Le premier indicateur sur la fiabilité d’une application est la remontée des bogues par les utilisateurs. Afin de centraliser ces remontées, de faciliter le traçage et de voir l’avancement du traitement de l’erreur remontée par l’utilisateur, il est souhaitable d’utiliser un outil de gestion des services d’assistance.

Interface de déclaration d’incident de l’application GLPI

Ces outils permettent de gérer le niveau de criticité d’une erreur, d’inscrire le parcours de l’utilisateur sur l’application…

Afin de corriger le problème rencontré par l’utilisateur, il faut pouvoir reproduire son cheminement sur une autre machine afin de déterminer l’origine du problème (le plus souvent un utilisateur interagit avec l’application sur l’environnement de production). Afin de refaire facilement le cas remonté par l’utilisateur, une copie des données présentes sur l’environnement de production peut être nécessaire. Si une copie des données de production doit être réalisée, il est important de garantir la sécurité de ces données. Le premier niveau de sécurité est l’anonymisation des données.

Les journaux applicatifs

Malgré les informations remontées par l’utilisateur sur le cheminement effectué pour rencontrer le bug, nous avons aussi besoin de connaitre d’autres informations qui ne sont pas directement visibles par celui-ci.

Afin de tracer l’activité de l’utilisateur sur une application, des log (journaux) peuvent être mise en place. 

Ces logs sont composés d’éléments appelés traces. Ces traces sont catégorisables en plusieurs niveaux de criticité. Nous pouvons mettre en évidence 4 niveaux, même si d’autres niveaux peuvent être ajoutés:

  • Error : c’est le niveau de criticité le plus élevé. Il est à utiliser pour les erreurs rencontrées par le programme qui ne sont pas gérées.
  • Warning : moins élevé que la trace de niveau Error, il est à utiliser pour les erreurs rencontrées et gérées par le programme.
  • Information : ce niveau de criticité est utilisé pour informer sur le parcours de l’utilisateur
  • Verbose : cette criticité est plutôt utilisée par le développeur au moment de la conception de l’application ou de la recette, pour tracer la valeur d’une variable par exemple, ou pour connaitre le cheminement dans le code d’une action utilisateur.

Afin de sauvegarder et d’exploiter les logs, il est normal de les sauvegarder à un endroit.

  • Cela peut être réalisé dans une table d’une base de données, mais un grand nombre de traces entraine rapidement un accroissement de la taille de la base de données si aucune purge n’est effectuée.
  • Utilisation de l’observateur d’événements Windows : celui-ci a l’avantage d’avoir une purge automatique des logs, mais il est local à chaque machine.
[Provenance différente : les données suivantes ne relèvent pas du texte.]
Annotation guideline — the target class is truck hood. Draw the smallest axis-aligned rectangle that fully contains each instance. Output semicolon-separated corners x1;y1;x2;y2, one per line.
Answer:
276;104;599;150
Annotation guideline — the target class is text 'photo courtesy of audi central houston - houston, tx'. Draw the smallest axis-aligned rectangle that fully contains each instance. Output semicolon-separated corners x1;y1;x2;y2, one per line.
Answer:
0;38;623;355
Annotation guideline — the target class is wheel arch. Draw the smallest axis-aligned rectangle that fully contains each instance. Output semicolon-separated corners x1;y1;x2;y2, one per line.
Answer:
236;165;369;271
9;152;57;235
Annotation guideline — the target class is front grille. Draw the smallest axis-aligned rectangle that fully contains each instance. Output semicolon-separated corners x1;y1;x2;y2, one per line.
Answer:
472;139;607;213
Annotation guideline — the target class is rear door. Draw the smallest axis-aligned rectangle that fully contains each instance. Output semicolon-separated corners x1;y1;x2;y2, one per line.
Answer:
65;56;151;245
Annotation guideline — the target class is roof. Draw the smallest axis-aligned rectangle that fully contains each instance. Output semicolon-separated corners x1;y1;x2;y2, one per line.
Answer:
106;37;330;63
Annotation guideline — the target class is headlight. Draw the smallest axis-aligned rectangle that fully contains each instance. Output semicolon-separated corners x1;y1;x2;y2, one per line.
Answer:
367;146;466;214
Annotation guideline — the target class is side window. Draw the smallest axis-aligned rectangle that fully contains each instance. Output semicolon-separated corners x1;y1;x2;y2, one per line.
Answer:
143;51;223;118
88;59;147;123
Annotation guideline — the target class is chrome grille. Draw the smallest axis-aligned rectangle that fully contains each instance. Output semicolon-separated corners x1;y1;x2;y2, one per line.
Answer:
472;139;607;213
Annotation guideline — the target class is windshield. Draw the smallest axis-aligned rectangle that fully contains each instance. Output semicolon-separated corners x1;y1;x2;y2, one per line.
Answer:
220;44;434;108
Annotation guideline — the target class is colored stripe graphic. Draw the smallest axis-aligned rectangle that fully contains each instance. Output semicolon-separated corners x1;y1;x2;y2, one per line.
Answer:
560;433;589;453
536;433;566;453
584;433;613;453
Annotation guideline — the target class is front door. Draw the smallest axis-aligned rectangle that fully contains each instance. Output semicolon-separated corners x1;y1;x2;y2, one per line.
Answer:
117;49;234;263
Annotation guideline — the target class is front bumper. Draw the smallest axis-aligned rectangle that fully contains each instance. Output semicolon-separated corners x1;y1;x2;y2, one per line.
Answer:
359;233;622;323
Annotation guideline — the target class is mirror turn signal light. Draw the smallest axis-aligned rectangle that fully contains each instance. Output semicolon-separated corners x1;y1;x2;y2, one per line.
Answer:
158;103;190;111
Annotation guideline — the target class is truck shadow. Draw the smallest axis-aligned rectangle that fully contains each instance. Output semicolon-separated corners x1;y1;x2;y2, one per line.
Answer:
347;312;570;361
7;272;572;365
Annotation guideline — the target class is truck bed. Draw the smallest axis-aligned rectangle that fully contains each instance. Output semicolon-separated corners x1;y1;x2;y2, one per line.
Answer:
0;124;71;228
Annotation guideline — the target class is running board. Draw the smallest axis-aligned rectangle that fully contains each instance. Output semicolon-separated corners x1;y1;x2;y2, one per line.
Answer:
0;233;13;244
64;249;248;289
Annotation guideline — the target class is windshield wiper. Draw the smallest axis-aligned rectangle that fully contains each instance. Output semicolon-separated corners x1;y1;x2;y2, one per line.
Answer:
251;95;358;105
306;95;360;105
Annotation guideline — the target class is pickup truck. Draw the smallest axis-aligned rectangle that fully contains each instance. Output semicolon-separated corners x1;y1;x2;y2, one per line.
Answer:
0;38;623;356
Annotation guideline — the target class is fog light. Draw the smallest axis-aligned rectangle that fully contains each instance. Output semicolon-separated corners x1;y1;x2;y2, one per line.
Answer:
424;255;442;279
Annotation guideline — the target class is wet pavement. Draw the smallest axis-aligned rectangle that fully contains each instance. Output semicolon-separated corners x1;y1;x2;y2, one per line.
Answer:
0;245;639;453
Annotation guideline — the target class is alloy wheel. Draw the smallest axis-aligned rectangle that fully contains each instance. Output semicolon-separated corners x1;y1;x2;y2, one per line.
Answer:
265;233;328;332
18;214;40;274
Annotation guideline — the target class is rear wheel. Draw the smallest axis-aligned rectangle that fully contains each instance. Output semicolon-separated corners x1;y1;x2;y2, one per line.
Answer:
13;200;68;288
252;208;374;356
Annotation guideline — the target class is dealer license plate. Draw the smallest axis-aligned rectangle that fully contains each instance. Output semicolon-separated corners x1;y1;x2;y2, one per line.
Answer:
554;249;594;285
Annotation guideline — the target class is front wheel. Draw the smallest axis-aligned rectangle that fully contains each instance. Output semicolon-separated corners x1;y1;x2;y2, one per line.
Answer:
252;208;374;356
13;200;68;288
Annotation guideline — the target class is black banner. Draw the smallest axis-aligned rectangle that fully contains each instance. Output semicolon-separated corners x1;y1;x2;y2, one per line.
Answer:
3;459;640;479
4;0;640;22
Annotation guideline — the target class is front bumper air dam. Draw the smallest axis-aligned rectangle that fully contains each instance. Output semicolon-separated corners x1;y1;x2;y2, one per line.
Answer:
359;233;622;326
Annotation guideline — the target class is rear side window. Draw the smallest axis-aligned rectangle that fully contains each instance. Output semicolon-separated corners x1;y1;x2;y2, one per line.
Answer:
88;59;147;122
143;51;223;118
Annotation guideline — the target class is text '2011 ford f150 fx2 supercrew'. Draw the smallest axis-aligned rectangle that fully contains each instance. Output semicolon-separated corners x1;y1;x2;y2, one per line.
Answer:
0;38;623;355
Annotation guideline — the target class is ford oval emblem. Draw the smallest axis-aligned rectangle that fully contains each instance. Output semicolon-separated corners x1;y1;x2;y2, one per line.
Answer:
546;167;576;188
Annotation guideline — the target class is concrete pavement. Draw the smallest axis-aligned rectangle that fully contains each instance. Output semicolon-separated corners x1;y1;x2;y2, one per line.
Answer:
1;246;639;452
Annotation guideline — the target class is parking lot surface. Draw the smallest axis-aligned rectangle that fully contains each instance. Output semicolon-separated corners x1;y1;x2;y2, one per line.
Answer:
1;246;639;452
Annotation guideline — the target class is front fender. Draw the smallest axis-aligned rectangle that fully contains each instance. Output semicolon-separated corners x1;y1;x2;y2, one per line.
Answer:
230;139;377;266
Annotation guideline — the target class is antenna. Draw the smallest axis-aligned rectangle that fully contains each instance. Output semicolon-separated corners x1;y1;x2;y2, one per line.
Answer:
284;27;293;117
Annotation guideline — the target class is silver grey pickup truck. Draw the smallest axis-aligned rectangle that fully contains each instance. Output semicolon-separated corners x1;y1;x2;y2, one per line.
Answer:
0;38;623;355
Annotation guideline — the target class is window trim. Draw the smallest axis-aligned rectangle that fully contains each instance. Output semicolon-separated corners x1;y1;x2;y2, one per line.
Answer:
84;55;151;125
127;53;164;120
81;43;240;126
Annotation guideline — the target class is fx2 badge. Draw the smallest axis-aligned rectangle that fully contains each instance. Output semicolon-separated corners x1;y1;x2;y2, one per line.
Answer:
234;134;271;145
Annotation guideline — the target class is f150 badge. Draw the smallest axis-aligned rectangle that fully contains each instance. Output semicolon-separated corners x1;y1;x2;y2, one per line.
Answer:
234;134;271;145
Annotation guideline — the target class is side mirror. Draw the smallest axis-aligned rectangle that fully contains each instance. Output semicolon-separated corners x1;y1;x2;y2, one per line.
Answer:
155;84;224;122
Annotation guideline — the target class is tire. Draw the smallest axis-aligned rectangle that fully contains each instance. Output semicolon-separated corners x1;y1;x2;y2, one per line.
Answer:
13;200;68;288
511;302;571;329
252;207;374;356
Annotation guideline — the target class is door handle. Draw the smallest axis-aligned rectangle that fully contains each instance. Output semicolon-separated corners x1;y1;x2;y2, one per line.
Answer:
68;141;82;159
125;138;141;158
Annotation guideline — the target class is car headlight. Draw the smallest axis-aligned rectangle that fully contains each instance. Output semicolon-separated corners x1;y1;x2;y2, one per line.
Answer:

Par exemple, sur une application lourde les logs seront enregistrés sur la machine de l’utilisateur, contrairement à une application web qui va enregistrer ces logs sur le serveur où il est exécuté.
  • Il existe aussi des packages de gestion de logs qui peuvent directement être intégrés à l’application. Ces systèmes ont l’avantage d’être paramétrables, de définir le niveau de trace à logger, de définir où enregistrer les logs et de gérer la purge des données.

Une bonne trace dans un log se doit d’être courte, avec des informations pertinentes comme le nom de la méthode où le bogue a été rencontré. On peut être plus précis avec la ligne de code de la valeur incriminée.